Лексингтон отрезал кусок мяса, подцепил его на серебряную вилку, поднес к носу и опять принюхался. Затем сунул в рот и медленно разжевал. Глаза его были полузакрыты, а тело напряжено.
— Фантастично! — воскликнул он. — Совершенно необычный вкус! О Глосспэн, любимая тетя, как мне хочется, чтобы ты была со мною и могла попробовать это восхитительное блюдо! Официант! Немедленно подойдите ко мне! Я требую!
Но тот испуганно следил за ним с другого конца комнаты, не выказывая желания приблизиться.
— Если подойдете и поговорите со мной, я сделаю вам подарок, — позвал Лексингтон, помахивая стодолларовой купюрой. — Пожалуйста, подойдите и поговорим…
Официант бочком и с опаской вернулся к столу. Схватил деньги и поднес поближе к носу, разглядывая под разными углами. Затем проворно сунул их в карман.
— Послушайте, если вы скажете, из чего приготовлено это прекрасное блюдо и дадите точный рецепт, я дам вам еще сотню.
— Я уже говорил. Это жаркое.
— А что такое «жаркое»?
— Вы никогда не ели жаркого? — пораженно спросил официант.
— Да Бога ради, ответьте же наконец и перестаньте меня мучить!
— Это свинина, — произнес официант. — Жареная в печи.
— Свинина !
— Ну да, жаркое из свиньи. Вы что, не знали?
— То есть, это — мясо свиньи?
— Ручаюсь.
— Но… это невозможно, — заикаясь выдавил юноша. — Тетя Глосспэн, которая знала о пище больше всех на свете, говорила, что любое мясо — отвратительная гадость, ужасная и тошнотворная… Но этот кусок в моей тарелке — без сомнения самое восхитительное блюдо из всех, что я пробовал! Но почему? Как вы объясните это? Тетя никогда не сказала бы мне, что оно отвратительно, если бы это было не так.
— Может, ваша тетя не знала, как его готовить?
— Неужели это возможно?
— Конечно. Особенно, когда дело касается свинины. Жаркое нужно готовить очень умело, иначе оно окажется несъедобным.

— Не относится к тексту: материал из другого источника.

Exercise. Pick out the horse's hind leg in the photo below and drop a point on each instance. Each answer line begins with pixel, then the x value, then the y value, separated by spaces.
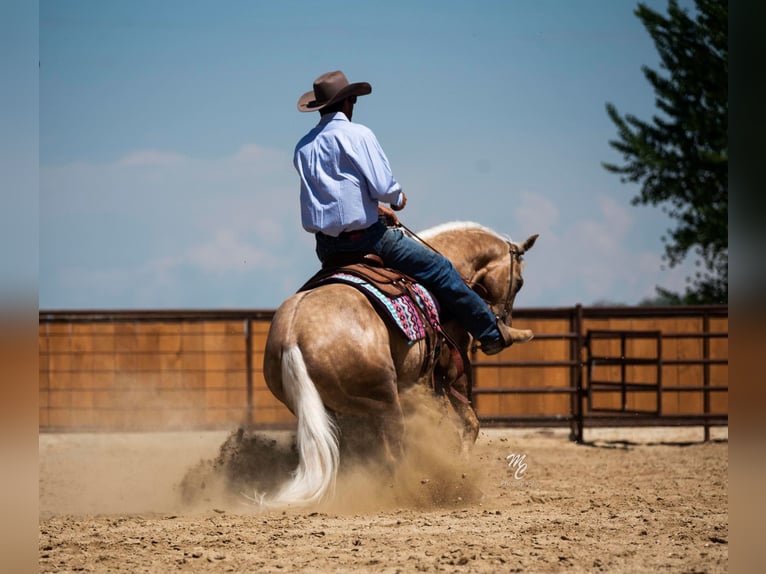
pixel 376 437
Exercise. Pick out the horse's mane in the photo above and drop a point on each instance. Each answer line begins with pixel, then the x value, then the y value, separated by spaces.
pixel 456 226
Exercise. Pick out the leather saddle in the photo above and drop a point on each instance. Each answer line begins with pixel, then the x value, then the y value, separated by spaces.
pixel 394 284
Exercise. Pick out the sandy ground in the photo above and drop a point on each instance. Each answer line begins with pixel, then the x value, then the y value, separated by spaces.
pixel 631 500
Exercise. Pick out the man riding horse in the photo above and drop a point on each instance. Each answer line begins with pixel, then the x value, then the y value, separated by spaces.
pixel 345 176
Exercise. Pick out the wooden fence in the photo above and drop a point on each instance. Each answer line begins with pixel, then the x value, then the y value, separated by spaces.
pixel 587 366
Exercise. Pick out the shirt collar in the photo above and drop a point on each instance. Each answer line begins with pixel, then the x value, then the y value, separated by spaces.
pixel 327 118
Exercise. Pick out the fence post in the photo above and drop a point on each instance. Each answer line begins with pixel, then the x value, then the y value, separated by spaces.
pixel 706 371
pixel 576 326
pixel 249 371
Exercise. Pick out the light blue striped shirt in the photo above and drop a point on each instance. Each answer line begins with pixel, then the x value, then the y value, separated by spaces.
pixel 344 174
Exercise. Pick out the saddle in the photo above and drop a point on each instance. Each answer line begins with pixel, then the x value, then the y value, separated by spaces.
pixel 404 304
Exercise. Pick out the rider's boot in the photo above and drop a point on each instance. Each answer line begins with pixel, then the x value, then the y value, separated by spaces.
pixel 508 336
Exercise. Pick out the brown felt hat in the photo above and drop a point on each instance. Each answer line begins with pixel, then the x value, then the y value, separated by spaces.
pixel 330 88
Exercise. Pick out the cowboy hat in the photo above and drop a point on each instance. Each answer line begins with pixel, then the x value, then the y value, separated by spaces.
pixel 330 88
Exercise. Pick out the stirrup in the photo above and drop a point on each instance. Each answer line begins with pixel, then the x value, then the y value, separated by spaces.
pixel 509 337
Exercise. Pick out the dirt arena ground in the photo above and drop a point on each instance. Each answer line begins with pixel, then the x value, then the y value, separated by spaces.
pixel 631 500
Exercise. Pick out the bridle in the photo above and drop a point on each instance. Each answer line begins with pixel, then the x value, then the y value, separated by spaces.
pixel 513 252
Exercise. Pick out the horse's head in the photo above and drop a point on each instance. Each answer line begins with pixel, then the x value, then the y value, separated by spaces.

— Эврика! — вскричал Лексингтон. — Держу пари, что так и было! Она готовила неправильно! — И он протянул сотенную бумажку. — Отведите-ка меня на кухню. И познакомьте с гением, приготовившим это мясо.
И Лексингтон тотчас оказался на кухне, где познакомился с поваром — пожилым человеком с сыпью на шее.

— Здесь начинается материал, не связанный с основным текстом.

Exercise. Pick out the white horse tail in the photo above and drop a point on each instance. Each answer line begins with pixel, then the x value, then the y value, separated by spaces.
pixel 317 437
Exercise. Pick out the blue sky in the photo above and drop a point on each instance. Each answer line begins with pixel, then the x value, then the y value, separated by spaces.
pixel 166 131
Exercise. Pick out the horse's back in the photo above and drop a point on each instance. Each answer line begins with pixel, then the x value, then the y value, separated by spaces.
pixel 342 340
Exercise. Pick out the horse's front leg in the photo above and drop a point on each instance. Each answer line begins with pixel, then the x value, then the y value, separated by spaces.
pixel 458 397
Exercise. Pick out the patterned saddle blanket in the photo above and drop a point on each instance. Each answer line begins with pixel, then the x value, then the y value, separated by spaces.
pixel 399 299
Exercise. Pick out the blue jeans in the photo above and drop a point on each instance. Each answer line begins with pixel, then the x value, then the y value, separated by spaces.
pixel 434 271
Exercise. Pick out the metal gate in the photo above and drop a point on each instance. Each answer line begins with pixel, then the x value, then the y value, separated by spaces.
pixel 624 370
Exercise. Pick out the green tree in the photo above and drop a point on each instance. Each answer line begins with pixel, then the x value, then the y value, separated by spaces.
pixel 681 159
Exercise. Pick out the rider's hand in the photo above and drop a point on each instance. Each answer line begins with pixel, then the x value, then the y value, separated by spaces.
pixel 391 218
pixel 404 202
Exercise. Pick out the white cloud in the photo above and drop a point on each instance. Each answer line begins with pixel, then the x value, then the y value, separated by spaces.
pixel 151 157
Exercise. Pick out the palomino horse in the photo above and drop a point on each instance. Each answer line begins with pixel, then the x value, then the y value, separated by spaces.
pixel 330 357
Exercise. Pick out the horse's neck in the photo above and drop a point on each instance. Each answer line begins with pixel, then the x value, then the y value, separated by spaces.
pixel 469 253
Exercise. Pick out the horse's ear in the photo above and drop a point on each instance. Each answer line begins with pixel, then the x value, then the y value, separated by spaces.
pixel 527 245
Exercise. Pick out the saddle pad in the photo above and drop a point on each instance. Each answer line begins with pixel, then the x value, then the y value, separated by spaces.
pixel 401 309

— Это обойдется вам еще в сотню, — предупредил официант.
Лексингтон с удовольствием удовлетворил просьбу, но на этот раз отдал деньги повару.

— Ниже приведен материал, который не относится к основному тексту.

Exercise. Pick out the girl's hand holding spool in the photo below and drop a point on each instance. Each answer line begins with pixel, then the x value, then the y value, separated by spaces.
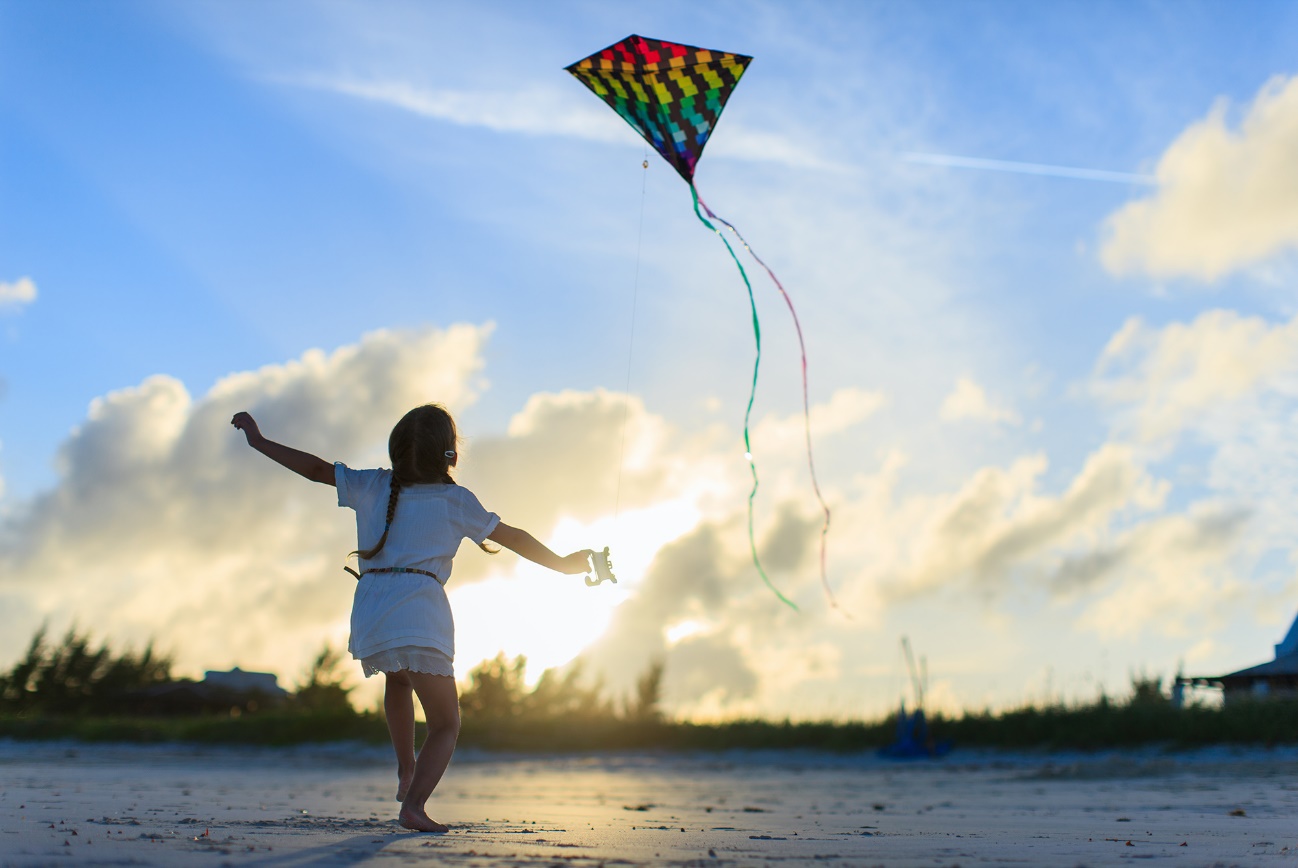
pixel 576 562
pixel 245 423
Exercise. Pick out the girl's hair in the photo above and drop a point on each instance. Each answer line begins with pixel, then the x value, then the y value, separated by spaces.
pixel 421 448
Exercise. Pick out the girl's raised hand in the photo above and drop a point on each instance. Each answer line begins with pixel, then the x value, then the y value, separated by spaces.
pixel 245 423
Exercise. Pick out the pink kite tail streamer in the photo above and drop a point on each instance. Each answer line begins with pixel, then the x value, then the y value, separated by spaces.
pixel 752 396
pixel 806 405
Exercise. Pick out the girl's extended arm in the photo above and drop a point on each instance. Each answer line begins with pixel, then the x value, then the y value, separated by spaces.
pixel 300 462
pixel 525 544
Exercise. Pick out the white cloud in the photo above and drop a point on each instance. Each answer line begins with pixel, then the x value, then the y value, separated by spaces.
pixel 549 112
pixel 17 295
pixel 1190 374
pixel 165 523
pixel 970 401
pixel 998 530
pixel 1225 199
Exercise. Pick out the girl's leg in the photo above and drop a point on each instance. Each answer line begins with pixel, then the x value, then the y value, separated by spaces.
pixel 399 709
pixel 441 710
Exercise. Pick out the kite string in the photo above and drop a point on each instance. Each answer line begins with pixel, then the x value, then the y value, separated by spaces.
pixel 752 397
pixel 631 341
pixel 806 405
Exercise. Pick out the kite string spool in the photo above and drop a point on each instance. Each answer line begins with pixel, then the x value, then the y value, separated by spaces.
pixel 806 404
pixel 752 397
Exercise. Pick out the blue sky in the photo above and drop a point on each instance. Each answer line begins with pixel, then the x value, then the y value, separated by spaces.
pixel 225 193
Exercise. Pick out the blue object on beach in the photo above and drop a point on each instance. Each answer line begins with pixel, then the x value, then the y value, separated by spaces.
pixel 913 740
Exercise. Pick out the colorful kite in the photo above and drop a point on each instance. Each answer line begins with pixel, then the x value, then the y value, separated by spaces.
pixel 673 95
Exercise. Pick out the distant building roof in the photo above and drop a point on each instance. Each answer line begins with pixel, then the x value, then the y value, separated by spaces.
pixel 239 681
pixel 1277 667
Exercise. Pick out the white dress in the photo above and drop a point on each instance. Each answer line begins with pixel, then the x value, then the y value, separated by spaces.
pixel 401 620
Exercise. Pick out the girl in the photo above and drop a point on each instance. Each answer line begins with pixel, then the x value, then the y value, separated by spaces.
pixel 414 517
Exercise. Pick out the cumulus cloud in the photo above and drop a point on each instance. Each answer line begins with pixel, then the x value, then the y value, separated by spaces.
pixel 17 295
pixel 1227 197
pixel 165 523
pixel 998 528
pixel 1163 380
pixel 970 401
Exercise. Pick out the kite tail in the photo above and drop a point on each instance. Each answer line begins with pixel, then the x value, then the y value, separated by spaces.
pixel 806 406
pixel 752 396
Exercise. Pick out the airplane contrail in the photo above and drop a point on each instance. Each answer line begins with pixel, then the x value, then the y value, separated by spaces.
pixel 1029 169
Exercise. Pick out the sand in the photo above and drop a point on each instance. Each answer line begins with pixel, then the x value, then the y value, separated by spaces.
pixel 64 803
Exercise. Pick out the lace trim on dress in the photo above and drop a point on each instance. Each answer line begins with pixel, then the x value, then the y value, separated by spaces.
pixel 409 657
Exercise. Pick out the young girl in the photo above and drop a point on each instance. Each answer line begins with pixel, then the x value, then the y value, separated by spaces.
pixel 413 517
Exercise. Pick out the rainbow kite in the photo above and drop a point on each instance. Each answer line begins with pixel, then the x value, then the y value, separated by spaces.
pixel 673 95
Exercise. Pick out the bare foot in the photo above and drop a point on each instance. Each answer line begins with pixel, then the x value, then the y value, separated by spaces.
pixel 404 783
pixel 417 820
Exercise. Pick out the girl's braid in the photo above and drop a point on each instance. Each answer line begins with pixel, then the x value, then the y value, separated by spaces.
pixel 395 492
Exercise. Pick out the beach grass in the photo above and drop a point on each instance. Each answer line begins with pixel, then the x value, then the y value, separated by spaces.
pixel 72 690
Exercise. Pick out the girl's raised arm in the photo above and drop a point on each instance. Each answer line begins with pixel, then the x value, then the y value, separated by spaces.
pixel 525 544
pixel 295 459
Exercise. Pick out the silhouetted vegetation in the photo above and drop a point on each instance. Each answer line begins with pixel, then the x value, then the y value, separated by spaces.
pixel 74 690
pixel 74 679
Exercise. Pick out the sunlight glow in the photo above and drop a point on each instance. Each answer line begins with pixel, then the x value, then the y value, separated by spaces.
pixel 549 618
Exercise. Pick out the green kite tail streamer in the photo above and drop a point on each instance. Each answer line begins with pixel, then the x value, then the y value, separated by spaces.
pixel 752 396
pixel 806 404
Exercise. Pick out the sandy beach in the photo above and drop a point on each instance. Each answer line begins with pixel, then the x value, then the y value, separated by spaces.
pixel 64 803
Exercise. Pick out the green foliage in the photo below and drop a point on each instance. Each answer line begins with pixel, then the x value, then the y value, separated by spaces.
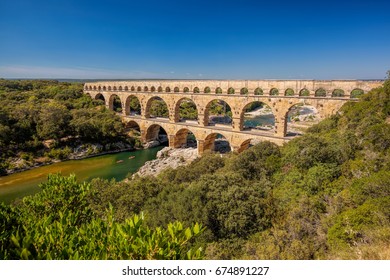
pixel 57 223
pixel 353 226
pixel 32 112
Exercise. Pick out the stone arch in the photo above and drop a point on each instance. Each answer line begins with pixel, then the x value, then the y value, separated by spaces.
pixel 304 92
pixel 244 91
pixel 133 128
pixel 133 105
pixel 299 117
pixel 115 103
pixel 257 116
pixel 357 92
pixel 274 91
pixel 209 143
pixel 185 138
pixel 244 145
pixel 338 93
pixel 160 110
pixel 220 110
pixel 100 96
pixel 258 91
pixel 154 132
pixel 289 92
pixel 321 92
pixel 190 112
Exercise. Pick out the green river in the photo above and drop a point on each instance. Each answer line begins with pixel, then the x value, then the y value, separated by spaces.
pixel 109 166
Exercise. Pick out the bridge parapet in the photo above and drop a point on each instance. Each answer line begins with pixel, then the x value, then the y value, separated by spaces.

— Вот что, — начал он. — Признаюсь, я весьма удивлен рассказом вашего официанта. Вы действительно уверены, что съеденное мной восхитительное блюдо приготовлено из мяса свиньи?
Повар поднял правую руку и почесал шею.
— М-м… — протянул он, хитро подмигивая официанту. — Скажу лишь, что, по-моему, это было мясо свиньи.
— То есть, вы не уверены в этом?
— Не следует доверять безоговорочно.
— Но чем иным это могло быть?
— Есть шансы, знаете ли, — медленно процедил повар, — что мясо было человечье.
— Хотите сказать, мясо мужчины?
— Да.
— Великий Боже.
— Или женщины. Вероятность одинакова. На вкус они схожи.
— Вот теперь вы удивили меня по-настоящему, — заявил юноша.
— Век живи — век учись.
— В самом деле…
— Фактически, последнее время мы получаем его от мясника в огромных количествах. Вместо свинины, — добавил повар.
— Неужели?
— Беда в том, что отличить их почти невозможно. Оба сорта очень хороши.
— Тот кусок, что я съел, был превосходен.
— Рад, что вам понравилось. Но если быть честным до конца, то я все же думаю, что вы ели свинину. Пожалуй, почти уверен в этом.
— Уверены?
— Да, наверняка.
— В таком случае, предположим, что вы правы, — согласился Лексингтон. — Не окажете ли любезность — вот вам еще сто долларов — дать мне точный рецепт его приготовления?
Спрятав деньги, повар пустился в разглагольствования о деталях приготовления свиной вырезки, а юноша, не упуская ни единой подробности «величайшего рецепта», присел за кухонный столик и тщательно занес его в записную книжку.
— Это все? — спросил он, когда повар смолк.
— Да, все.
— Но есть и какие-то особые тонкости, да?
— Для начала нужен хороший кусок мяса, — сказал повар. — Это уже полдела. Боров должен быть упитанным, и разделать его необходимо правильно, иначе получится паршиво, как ни готовь.
— Покажите, — попросил Лексингтон. — Зарежьте одного при мне, чтобы я научился.
— Мы не режем свиней на кухне. Тот кусок, что вы съели, прибыл с консервного завода в Бронксе.
— Ну так дайте его адрес!
Повар дал ему адрес, и наш герой, от души поблагодарив обоих собеседников за доброту, поспешил прочь и, поймав такси, направился в Бронкс.